Even though these tools are showing time and time again that they have serious reliability issues, somehow people still think it is a good idea to use them for critical decisions.

Still regularly get wrong information from google’s search AI.

Really starting to wonder if common sense is ever going to come back with new tech, but I fear it is going to require something truly catastrophic to happen.

bubblewand 5 hours ago | parent | next [-]

I’ve got a popcorn reserve at hand to watch the show when the massive security breaches happen and people start freaking out. And/or a lawsuit gets discovery of a company’s LLM history and it’s every bit as awful for them as we all know it will be and the rest of corporate America pumps the brakes.

These systems are borderline useless if you don’t give them dangerous levels of access to data and generate tons of juicy chat history with them. What’s coming is very predictable.

lkbm 7 hours ago | parent | prev | next [-]

> Still regularly get wrong information from google’s search AI.

The fact that the model most hyper-optimized for cheap+fast makes mistakes is not a particular compelling argument.
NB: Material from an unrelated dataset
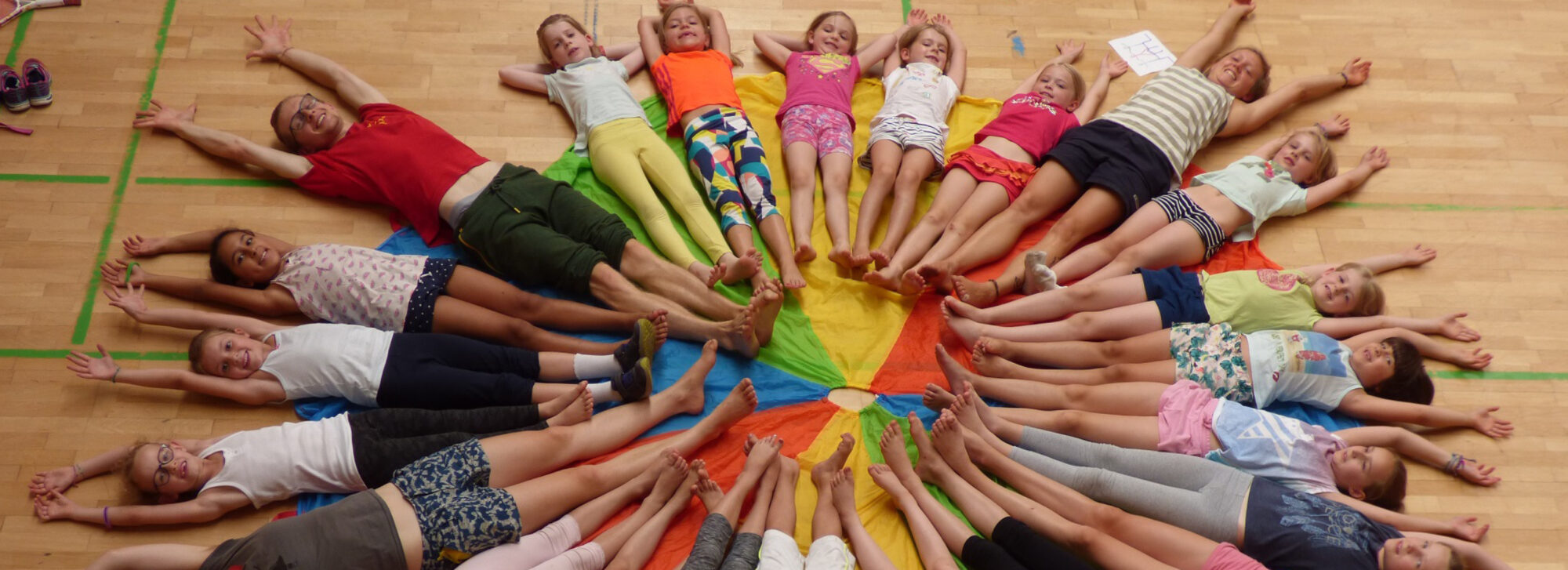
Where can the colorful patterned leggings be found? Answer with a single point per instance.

mayneack 5 hours ago | parent | next [-]

Then Google shouldn't be using something so unreliable for anything important. Arguing that random users should know the difference between cheap and frontier models is also not compelling. It's all the same "AI" to most people.

raddan 6 hours ago | parent | prev [-]

You are mistaken. ChatGPT Health [1] is a model specifically designed for health applications and was co-developed with a benchmark suite, HealthBench [2], for testing against health conditions. This study suggests that the people working on HealthBench have some concerning external validity problems.

[1] https://openai.com/index/introducing-chatgpt-health/

[2] https://cdn.openai.com/pdf/bd7a39d5-9e9f-47b3-903c-8b847ca65...

GaryBluto 6 hours ago | parent [-]

GP was referring to Google's search AI not ChatGPT Health.

yodsanklai 6 hours ago | parent | prev | next [-]

It's a strange paradigm shift, where the tool is right and useful most of than not, but also make expensive mistakes that would have been spotted easily by an expert.

nxm 5 hours ago | parent [-]

Human experts make expensive mistakes all the time

yodsanklai 8 minutes ago | parent [-]

Not at the same rate than AI supervised by a non-expert.

duskdozer 7 hours ago | parent | prev [-]

It's really the "common sense" i.e. believing things without thinking because they "sound right" or because it's what your parents told you a lot growing up or because you watched an ad saying it a hundred times that's the issue. People don't want "the truth" or uncomfortable realities; they want comfortable, easily digestible bullshit. Smooth talkers filled the role before and LLMs are filling that role now.